I’m walking into my third week as a mother of two, and I must say this is hard.
I’m pretty good at multi-tasking, so I thought I’d be able to handle two kids pretty well. Little did I know I’d be feeling like a chicken with my head cut off most of the time.
Being a mother is the most amazing thing that’s ever happened to me. Every single time I feel stressed out and sad, I look at my kids and get an overwhelming feeling of joy. I am so blessed to have two healthy kids, and I feel stupid even complaining. But I always like to be honest, and two kids is twice as hard as one.

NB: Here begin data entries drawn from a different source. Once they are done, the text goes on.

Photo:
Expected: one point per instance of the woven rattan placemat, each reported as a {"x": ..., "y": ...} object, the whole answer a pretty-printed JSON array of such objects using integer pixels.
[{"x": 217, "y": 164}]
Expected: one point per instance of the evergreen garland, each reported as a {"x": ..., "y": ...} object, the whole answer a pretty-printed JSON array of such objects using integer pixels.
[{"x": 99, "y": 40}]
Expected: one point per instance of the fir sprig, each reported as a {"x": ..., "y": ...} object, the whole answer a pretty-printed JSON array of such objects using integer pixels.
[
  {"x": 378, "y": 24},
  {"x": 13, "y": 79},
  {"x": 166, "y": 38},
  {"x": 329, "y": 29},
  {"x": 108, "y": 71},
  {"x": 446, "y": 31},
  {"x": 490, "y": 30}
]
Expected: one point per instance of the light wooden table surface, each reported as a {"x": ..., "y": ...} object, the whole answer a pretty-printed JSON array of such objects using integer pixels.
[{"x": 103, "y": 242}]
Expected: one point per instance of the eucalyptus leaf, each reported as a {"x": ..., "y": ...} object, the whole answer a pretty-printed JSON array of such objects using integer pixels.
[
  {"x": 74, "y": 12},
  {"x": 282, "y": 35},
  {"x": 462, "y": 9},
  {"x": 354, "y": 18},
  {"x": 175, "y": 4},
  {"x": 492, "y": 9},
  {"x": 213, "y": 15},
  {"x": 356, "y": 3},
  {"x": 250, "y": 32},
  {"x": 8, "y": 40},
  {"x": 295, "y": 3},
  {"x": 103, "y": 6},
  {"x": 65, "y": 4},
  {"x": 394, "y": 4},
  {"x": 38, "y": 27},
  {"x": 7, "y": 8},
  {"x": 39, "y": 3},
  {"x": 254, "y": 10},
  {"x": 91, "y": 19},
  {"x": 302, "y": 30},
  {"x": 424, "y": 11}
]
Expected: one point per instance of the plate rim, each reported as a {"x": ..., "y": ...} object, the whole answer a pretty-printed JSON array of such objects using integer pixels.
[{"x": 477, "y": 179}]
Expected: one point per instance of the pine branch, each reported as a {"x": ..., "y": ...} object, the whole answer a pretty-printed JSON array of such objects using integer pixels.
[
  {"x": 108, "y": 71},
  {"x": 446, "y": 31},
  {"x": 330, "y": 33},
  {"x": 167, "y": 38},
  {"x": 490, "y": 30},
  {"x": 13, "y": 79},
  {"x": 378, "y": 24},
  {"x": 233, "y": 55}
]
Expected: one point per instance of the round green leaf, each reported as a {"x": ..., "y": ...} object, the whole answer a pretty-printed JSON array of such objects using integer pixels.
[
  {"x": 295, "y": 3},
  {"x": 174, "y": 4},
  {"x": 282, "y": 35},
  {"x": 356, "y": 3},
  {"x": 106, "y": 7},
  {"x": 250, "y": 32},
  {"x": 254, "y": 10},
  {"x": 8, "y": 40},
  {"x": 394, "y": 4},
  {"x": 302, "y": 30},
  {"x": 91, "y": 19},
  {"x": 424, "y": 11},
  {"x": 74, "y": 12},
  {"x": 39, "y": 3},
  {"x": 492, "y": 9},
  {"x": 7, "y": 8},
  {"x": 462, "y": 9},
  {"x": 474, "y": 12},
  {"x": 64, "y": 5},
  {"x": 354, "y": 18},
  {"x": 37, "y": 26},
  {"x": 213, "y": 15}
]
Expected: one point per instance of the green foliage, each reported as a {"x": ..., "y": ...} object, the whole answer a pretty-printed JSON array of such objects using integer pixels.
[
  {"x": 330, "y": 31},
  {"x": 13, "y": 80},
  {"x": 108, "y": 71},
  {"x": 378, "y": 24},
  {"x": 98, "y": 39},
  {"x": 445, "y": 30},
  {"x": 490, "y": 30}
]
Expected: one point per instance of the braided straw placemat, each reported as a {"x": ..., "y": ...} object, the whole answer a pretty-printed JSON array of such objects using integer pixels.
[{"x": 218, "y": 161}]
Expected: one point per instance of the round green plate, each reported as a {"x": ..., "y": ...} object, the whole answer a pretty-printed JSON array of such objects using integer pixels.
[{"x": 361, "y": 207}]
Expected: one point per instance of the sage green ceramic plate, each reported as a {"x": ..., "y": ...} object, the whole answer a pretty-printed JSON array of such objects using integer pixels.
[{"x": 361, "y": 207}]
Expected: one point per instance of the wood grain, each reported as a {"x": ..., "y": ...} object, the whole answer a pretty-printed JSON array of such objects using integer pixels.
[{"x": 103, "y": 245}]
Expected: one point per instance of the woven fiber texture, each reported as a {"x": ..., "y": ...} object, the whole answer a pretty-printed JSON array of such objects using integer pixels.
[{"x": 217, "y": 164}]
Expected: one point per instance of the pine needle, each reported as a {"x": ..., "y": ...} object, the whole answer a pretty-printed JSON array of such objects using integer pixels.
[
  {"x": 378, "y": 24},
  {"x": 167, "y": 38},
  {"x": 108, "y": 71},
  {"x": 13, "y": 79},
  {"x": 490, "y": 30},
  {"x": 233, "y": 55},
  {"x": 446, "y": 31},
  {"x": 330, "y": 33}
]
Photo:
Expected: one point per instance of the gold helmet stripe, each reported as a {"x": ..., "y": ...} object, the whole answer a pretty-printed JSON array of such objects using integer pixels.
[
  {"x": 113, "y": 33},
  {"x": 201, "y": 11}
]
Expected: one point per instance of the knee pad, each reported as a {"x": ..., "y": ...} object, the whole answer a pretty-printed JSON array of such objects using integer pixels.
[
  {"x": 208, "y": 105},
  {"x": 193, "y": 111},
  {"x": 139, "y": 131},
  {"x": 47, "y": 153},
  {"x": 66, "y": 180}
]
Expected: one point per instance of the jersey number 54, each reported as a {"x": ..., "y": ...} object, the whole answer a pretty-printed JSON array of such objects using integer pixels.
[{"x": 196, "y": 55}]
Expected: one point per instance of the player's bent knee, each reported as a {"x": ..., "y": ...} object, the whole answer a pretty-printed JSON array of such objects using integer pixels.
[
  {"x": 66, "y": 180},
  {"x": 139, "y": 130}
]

Here are some things I’ve learned during the last three weeks that I want to share with anyone who is expecting their second child or who just had a baby:
1. Forget about sleep.
Sleep is a luxury when you have two children. Even if you have help, it’s a difficult juggling act. One thing I’ve learned is that when one baby cries, there’s a chain reaction that sets off a symphony of tears. When I put my kids to sleep every night, the Sleepy Tears Symphony starts playing.
2. Know that sibling jealousy is real.
Whether it’s stealing pacifiers or just demanding more attention, one thing I’m learning is to include my oldest child in all our activities with the newborn to avoid these acting-out behaviors. That means feeding, changing diapers and other daily baby tasks. I even have Collette help pick out Christian’s clothing.
When it comes to raising kids, teamwork is necessary for families. From parents juggling the children between each other to having anyone in the family come over to help out. I have been very fortunate to have an army of people offering help. But no matter how much help you get, at the end of the day children always want their mother. It’s hard balancing how much attention I give my two kids, the dog and, yes, even my husband.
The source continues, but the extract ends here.